ISLAMABAD, June 1 (APP): Special Assistant to the Prime
Minister on Foreign Affairs, Tariq Fatemi on Wednesday said
Pakistan will continue to persist with its efforts to promote
peace in Afghanistan.
“We also remain committed to working together with
Afghan authorities to eliminate terrorism, terrorist safe
havens from both sides of the border, with effective
operational coordination,” he added.
Tariq Fatemi was speaking at Public Talk on “Global
Security Challenges in the era of new Geo-political
Realignments: European Responses” organized by the Center for Research & Security Studies.
He said Pakistan has already offered full cooperation to
the Afghan government to work with it to better manage the
border, engage in frequent high level communications, and real time exchange of intelligence, to address the movement and activities of terrorists.
Secondly, Tariq Fatemi said Pakistan would like to
harness the full potential of economic cooperation and
regional connectivity between our two countries.
“Just to give you a quick synopsis, Pakistan is now
providing $ 500 million of bilateral assistance to Afghanistan
which includes funds for development of infrastructure in
education and health, as well road network,” he added.
SAPM fatemi said Pak-Afghan bilateral trade has jumped
from meager $ 300 million to around $ 2.5 billion in the last
three years and “we seek to take it to US $ 5 billion.”
“Besides, we are also working on big energy projects,
such as CASA 1000 and TAPI, which will come through
Afghanistan,” he added.
Tariq Fatemi said Pakistan has suffered grievously from
conflict and instability in Afghanistan, for decades now,
adding, “unless this cycle is decisively reversed, we would
continue to bear the brunt.”
He said Pakistan was mindful of the strong desire in the
US to bring the “long war” in Afghanistan to a “responsible
end.” “We support this objective. We also agree that
Afghanistan should not become a safe haven for terrorists
again,” he added.
SAPM Fatemi, however, maintained it was in our common
interest to avoid a repeat of the 1990s. There are real
concerns that instability in Afghanistan resulting from a
precipitate U.S. and NATO troop withdrawal could increase
cross-border activity, flow of arms and narcotics, and influx
of refugees into Pakistan, he added.
He said Pakistan facilitated the reconciliation process
between Taliban and the Afghan government, under the rubric of the Quadrilateral process. Despite provocations, including the latest US drone attack that killed the Taliban leader Mullah Mansoor, Pakistan has exercised restraint, he added.

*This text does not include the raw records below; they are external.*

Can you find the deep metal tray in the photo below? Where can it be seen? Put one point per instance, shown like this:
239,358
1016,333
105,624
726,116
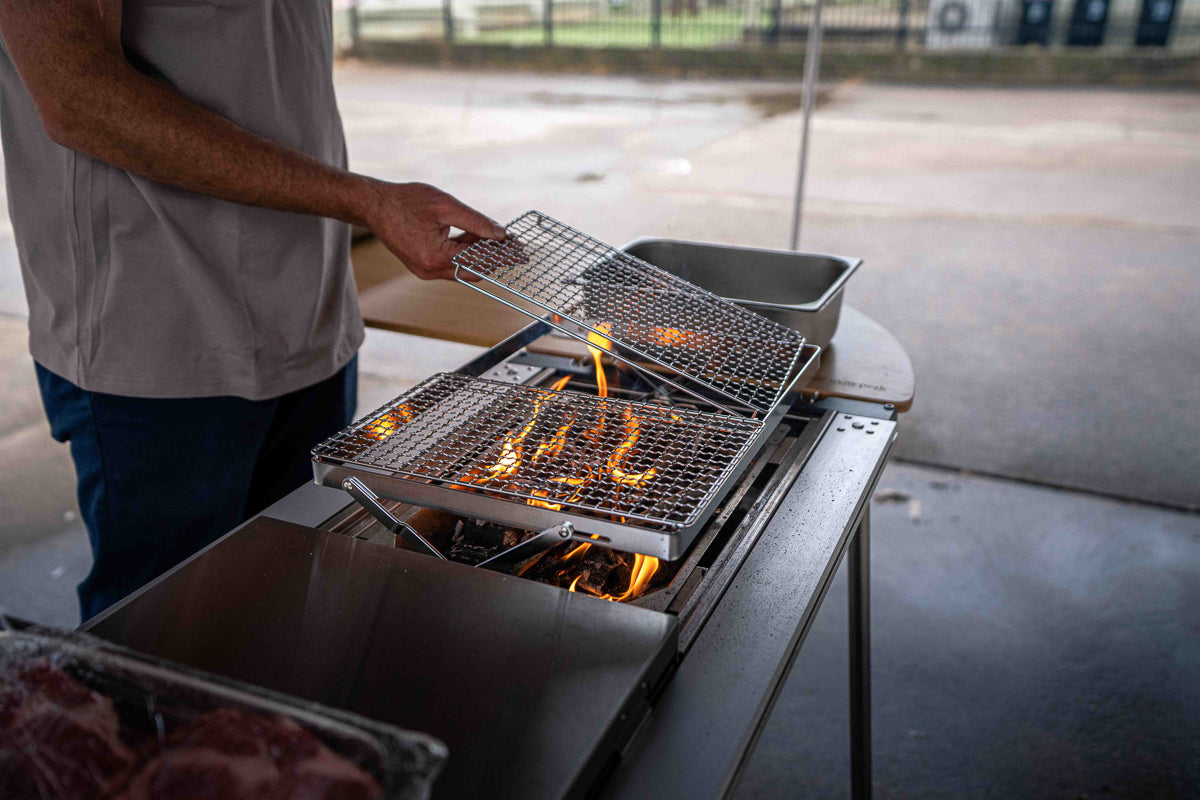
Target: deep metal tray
801,290
641,314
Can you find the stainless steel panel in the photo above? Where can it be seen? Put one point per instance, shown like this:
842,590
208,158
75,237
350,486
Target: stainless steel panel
705,725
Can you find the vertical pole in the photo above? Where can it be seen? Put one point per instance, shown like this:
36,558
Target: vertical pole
777,20
811,66
859,583
352,13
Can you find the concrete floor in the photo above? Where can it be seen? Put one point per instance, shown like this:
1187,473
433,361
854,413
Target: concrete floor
1036,251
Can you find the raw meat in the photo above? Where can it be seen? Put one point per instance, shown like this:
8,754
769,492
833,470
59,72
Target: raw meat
233,753
58,739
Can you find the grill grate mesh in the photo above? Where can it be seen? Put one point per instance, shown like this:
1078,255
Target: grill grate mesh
625,461
661,318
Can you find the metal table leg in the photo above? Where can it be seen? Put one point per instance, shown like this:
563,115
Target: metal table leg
859,573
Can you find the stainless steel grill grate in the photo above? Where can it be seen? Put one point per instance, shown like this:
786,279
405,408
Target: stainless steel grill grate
559,450
598,289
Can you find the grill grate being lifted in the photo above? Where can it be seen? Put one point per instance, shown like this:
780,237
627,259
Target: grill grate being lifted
558,450
597,289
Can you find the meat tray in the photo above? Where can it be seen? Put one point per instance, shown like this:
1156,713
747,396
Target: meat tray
155,697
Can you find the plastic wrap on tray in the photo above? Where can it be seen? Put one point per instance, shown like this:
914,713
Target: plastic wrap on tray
123,708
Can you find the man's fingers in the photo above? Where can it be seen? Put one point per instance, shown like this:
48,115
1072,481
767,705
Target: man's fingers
473,222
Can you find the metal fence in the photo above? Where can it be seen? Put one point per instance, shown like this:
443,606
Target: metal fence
732,24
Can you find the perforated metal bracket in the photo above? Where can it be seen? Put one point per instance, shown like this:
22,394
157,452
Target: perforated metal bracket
499,563
528,548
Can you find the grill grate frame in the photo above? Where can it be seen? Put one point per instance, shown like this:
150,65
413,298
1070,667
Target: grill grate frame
451,427
658,317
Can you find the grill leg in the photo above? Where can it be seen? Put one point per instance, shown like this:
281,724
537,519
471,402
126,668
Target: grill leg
859,573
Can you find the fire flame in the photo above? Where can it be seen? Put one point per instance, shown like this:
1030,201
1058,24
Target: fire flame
389,422
513,455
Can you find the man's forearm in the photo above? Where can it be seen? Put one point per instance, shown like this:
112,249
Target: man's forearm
99,104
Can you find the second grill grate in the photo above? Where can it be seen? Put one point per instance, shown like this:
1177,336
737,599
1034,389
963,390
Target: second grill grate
600,293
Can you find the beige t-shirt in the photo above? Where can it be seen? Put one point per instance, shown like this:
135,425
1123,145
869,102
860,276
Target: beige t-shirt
144,289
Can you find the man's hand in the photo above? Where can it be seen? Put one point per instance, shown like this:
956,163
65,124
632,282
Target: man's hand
91,100
414,220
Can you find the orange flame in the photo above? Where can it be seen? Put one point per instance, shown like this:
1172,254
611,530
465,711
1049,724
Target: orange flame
389,422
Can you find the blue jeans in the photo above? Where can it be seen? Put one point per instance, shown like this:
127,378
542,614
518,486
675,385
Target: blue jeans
161,479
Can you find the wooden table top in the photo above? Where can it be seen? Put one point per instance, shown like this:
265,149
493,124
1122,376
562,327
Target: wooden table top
863,361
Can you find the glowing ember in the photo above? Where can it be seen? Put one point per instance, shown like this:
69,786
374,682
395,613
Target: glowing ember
389,422
597,342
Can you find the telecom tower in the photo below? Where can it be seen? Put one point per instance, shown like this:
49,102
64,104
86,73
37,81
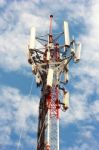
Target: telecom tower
50,65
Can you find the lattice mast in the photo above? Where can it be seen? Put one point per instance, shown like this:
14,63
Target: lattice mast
50,67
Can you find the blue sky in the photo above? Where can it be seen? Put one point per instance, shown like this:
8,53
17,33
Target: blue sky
79,126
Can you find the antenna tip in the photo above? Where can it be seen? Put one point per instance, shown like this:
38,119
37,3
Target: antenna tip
51,16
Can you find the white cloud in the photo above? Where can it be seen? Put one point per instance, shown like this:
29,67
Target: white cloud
17,112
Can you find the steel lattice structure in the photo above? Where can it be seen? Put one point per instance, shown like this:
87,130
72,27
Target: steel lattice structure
50,67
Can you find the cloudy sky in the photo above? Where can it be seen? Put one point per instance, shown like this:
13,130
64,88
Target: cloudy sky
79,126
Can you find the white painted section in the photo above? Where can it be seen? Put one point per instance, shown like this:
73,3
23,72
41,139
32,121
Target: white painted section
32,38
48,55
66,76
50,77
48,128
66,33
66,99
78,52
38,78
72,50
57,134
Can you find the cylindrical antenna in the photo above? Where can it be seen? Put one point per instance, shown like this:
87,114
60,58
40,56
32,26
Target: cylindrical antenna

“Yet, it is legitimate to ask whether reiterating commitment to the process on the 18th May and decapitating the
Taliban leader three days later, through an illegal
instrument, would promote the cause of peace in Afghanistan?,” he questioned.
Speaking on Pakistan’s vision of regional connectivity,
Tariq Fatemi hoped it will lay the foundations of peace and
prosperity in the region, adding, the first major step in this
direction was the China-Pakistan Economic Corridor.
“We believe that this mega concept will serve as a
“game-changer”, in ushering in a new era of peace, cooperation and development in the region and beyond,” he added.
About Pakistan’s eastern neighbour, Tariq Fatemi said it
was no secret that relations with India have remained an
important and sensitive area in our foreign policy.
“It is unfortunate that mutual suspicion and wariness of
each other’s intentions have forced both countries to divert
precious resources from socio-economic development, to
procurement and development of weapons and arms. More than six decades of mistrust, four wars and un-resolved disputes have made complete normalization of relations a difficult and complex task,” he added.
SAPM Fatemi said, but for Prime Minister Nawaz Sharif,
seeking peace with India for the good of our two peoples was a life-long commitment. “We seek a peaceful relationship with India, but one based on mutual respect for each other’s concerns and interests.”
He said Pakistan was cognizant of enormous challenges
posed by the large influx of irregular migrants and refugees
in Europe, adding, Pakistan itself has been host to more than
three million refugees for past many decades and can well
appreciate the gravity of the situation being faced by several
countries in Europe.
“We are of the view that an integrated approach to
migration that encompasses in its fold political, security and
socio-economic aspects of the issue is needed to effectively
address this challenge.”
“Concomitantly, it is sine qua non that the root causes
of conflicts be addressed in the countries from where people
are fleeing, for protection of their lives,” he added.
Tariq Fatemi said on its part, the Government of
Pakistan was determined to curb human trafficking as enshrined in country’s Penal Laws.
To ward off illegal immigration, Prime Minister Nawaz
Sharif’s government has strengthened the legal regime in
dealing with the complex issue of illegal migration.
“However, extremist mindsets, xenophobia are being
manifested even in well-established democracies. This is both
sad and alarming. In fact, there should be no anti-Islam bias
in formulation of migration policies and Islamophobic
sentiments are contained from making inroads into the European societies,” he maintained.